A long history of harmful contact with missionaries, rubber traders, merchants, slaveholders, and colonizers has had devastating effects on Warekena culture. Among those enslaved for rubber extraction were shamans, the men charged with keeping the tradition and memory of the past alive. As these holy men died, they took with them the secret practices and sacred ceremonies of their culture.
Warekena means "grandchildren of the picure," their sacred animal. The Warekena once belonged to a larger social and linguistic group made up of the Tariana, Baré, Tsase, and Wakuénai, whose root language is Arawak. As a result, there are extraordinary similarities among those groups.
Ritual and Tradition
Today, the Warekena visit neighboring Wakuénai shamans in the Guainía in an effort to revive some of the traditions. One such revival is the ceremony in which youths are initiated into the teachings of the Creator Nápiruli, who taught the people the essence of being Warekena. Young men prepare for this rite of passage by painting their bodies with a red vegetable resin called chica, which symbolizes the blood of Nápiruli.

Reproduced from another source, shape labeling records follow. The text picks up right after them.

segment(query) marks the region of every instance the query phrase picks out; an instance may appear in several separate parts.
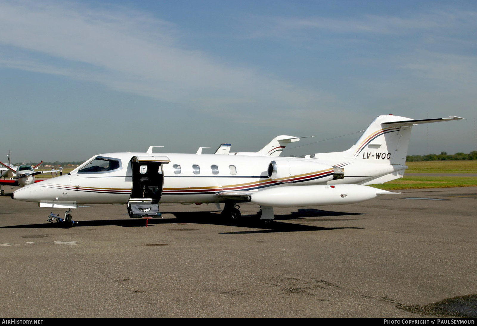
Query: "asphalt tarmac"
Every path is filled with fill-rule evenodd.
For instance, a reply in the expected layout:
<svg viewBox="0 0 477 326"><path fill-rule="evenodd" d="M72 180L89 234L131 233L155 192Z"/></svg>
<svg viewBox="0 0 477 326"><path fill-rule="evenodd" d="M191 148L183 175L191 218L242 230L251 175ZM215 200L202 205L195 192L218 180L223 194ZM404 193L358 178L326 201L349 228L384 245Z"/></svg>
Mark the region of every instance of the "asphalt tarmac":
<svg viewBox="0 0 477 326"><path fill-rule="evenodd" d="M0 317L477 316L476 187L277 208L265 226L240 206L234 224L162 205L146 228L92 205L64 229L0 197Z"/></svg>

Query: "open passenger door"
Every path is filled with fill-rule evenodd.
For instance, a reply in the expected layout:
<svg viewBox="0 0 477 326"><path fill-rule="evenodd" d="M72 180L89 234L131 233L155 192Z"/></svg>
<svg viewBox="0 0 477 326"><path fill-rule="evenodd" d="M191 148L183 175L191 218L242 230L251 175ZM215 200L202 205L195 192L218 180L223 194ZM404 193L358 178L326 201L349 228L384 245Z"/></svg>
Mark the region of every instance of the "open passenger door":
<svg viewBox="0 0 477 326"><path fill-rule="evenodd" d="M131 159L133 184L127 202L130 217L161 216L158 203L164 181L162 165L169 162L165 156L134 156Z"/></svg>

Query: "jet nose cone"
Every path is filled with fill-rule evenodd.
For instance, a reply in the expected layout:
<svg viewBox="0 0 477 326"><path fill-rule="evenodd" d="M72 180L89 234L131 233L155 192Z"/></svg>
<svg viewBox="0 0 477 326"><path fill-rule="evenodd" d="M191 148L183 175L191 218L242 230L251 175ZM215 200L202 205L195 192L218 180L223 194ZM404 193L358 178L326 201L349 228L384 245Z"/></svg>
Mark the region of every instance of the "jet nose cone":
<svg viewBox="0 0 477 326"><path fill-rule="evenodd" d="M10 195L10 197L18 200L28 201L30 199L31 192L30 187L27 186L15 190L13 193Z"/></svg>

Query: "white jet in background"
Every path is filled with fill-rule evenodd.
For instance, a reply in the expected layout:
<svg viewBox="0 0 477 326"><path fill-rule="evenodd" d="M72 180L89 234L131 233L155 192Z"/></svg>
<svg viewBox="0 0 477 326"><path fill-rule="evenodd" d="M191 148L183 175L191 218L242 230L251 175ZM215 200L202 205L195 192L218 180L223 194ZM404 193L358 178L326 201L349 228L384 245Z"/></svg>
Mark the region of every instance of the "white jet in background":
<svg viewBox="0 0 477 326"><path fill-rule="evenodd" d="M225 203L224 217L237 219L236 204L259 205L260 219L273 207L338 205L394 193L367 186L402 177L411 130L416 125L459 120L413 120L380 116L344 152L313 158L256 155L112 153L95 156L67 175L15 191L15 200L40 207L126 204L132 218L160 216L158 204ZM268 149L270 151L270 149Z"/></svg>

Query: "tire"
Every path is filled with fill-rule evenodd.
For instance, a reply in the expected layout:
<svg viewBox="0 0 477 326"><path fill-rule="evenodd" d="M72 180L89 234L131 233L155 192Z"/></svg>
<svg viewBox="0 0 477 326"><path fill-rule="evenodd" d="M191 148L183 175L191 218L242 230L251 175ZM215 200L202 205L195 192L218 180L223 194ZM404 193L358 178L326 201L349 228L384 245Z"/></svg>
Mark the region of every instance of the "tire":
<svg viewBox="0 0 477 326"><path fill-rule="evenodd" d="M66 216L64 217L64 220L63 221L63 223L64 223L64 227L69 228L71 227L73 225L73 217L71 214L66 214Z"/></svg>
<svg viewBox="0 0 477 326"><path fill-rule="evenodd" d="M229 216L232 221L237 221L240 218L241 216L240 210L236 208L233 209L229 214Z"/></svg>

Among the shared beliefs of these groups is the creation of the world by Nápiruli.
Nápiruli gave the Warekena their essence, and taught them techniques, designs, and colors for basket making and pottery.
According to tradition, the cultural hero, Mjumpe Numana, deposited clay for their pottery into the rivers. For this reason, the pottery of the Warekena is intimately linked to magical-religious beliefs that govern its production. The introduction of metal pots and aluminum utensils has caused the gradual disappearance of the craft.
Traditionally, the Warekena utilised available materials such as clay from the river, wood, and plant fibers, dyes and resins to make the things they needed, though many artisanal practices have been discontinued.
The "catumare" is a long basket carried on the back and used to transport food or other items. Lightweight, the basket is fabricated from cucurito fibers (Maximiliana regia), with two strips of majagua (Anaxagorea acuminata) added for the arms. It varies in size to fit children and adults. Some have an intricate woven pattern, indicating the unity of spiritual and daily life.
The Warekena do maintain the tradition of making guapa and manare baskets, the latter used for processing bitter yucca into edible food. They also make baskets used for carrying goods called catumares.
In order to survive, Warekena dedicate their free time to slash-and-burn agriculture. Their lands, similar to other groups in the region, are located in the San Miguel channel region.
In addition to small-scale farming during the dry season, the Warekena fish using cacures, fishing traps, and nets woven with cumare fiber. Although less known for their nautical skills than the Ye'kuana, the Warekena are nonetheless able navigators and manufacturers.
Many Warekena families migrated toward the Orinoco, the Atabapo, and Puerto Ayacucho as a result of colonization and violent exploitation by rubber traders between 1913 and 1948.
Streams in the middle Orinoco, at the mouth of the Ventuari River.
The Warekena still live in river communities, mostly in the Wayanapi and Guzmán Blanco communities, near the Guanía-Río Negro, and along the San Miguel or Itini-Wini channel.